少額訴訟による回収

売掛金回収の手段として少額訴訟による回収する方法があります。「少額訴訟」とは、その名前から想像できるように、60万円以下の金銭を請求する際に利用できる制度であり、利用できる金額が少額であるという特徴があります。ただし、訴状はテンプレートに記入するだけで簡単にできる手続きである点、判決がその日のうちに出る為、審理が一日と大変短い点、訴訟費用が格安な点が大きなメリットとなります。

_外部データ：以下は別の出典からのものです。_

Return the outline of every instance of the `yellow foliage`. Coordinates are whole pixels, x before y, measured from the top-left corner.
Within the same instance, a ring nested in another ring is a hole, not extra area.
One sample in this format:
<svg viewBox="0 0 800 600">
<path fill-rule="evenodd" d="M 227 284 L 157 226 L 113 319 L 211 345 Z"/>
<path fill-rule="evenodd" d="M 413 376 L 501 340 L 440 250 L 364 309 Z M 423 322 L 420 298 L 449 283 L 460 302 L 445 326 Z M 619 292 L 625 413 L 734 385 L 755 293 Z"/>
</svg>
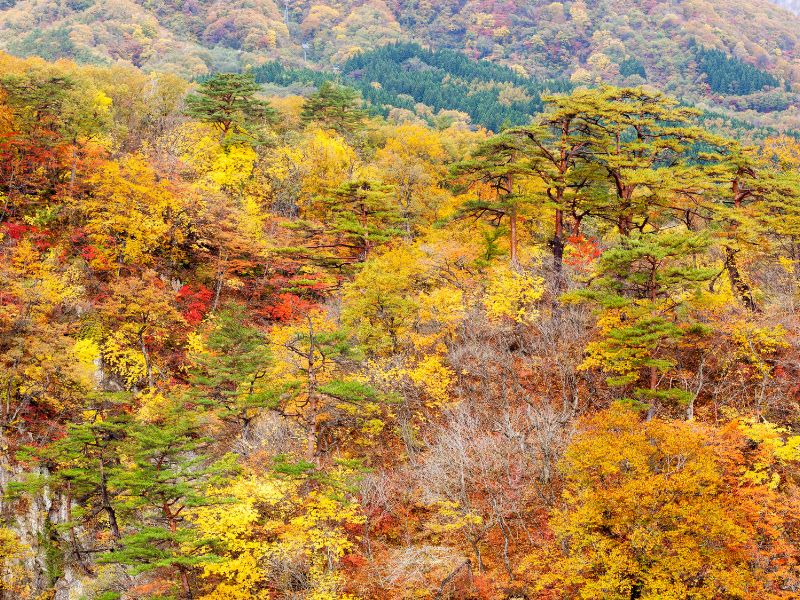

少額訴訟制度の大きな特徴として、一度の裁判で解決でき、その日のうちに和解や判決によって解決することができる点があります。その為には迅速に必要な資料や証人を準備しておく必要がありますが、大きなメリットと言えるでしょう。通常の訴訟では、原告の訴状が認められた場合、「いくら支払え」という一括返金が命じられますが、少額訴訟の場合は、相手の財産や支払能力から裁判所が判断して分割払いや支払い猶予がつくこともあります。つまり、柔軟に対応してもらえる判決が出ることもあり、解決に一歩進みやすくなります。ここで出た判決内容に関して、異議申立ては不可となっています。ただし、少額訴訟で裁判手続きをしたとしても、相手が通常の裁判を希望すれば、普通の裁判になってしまうというデメリットもありますので注意が必要です。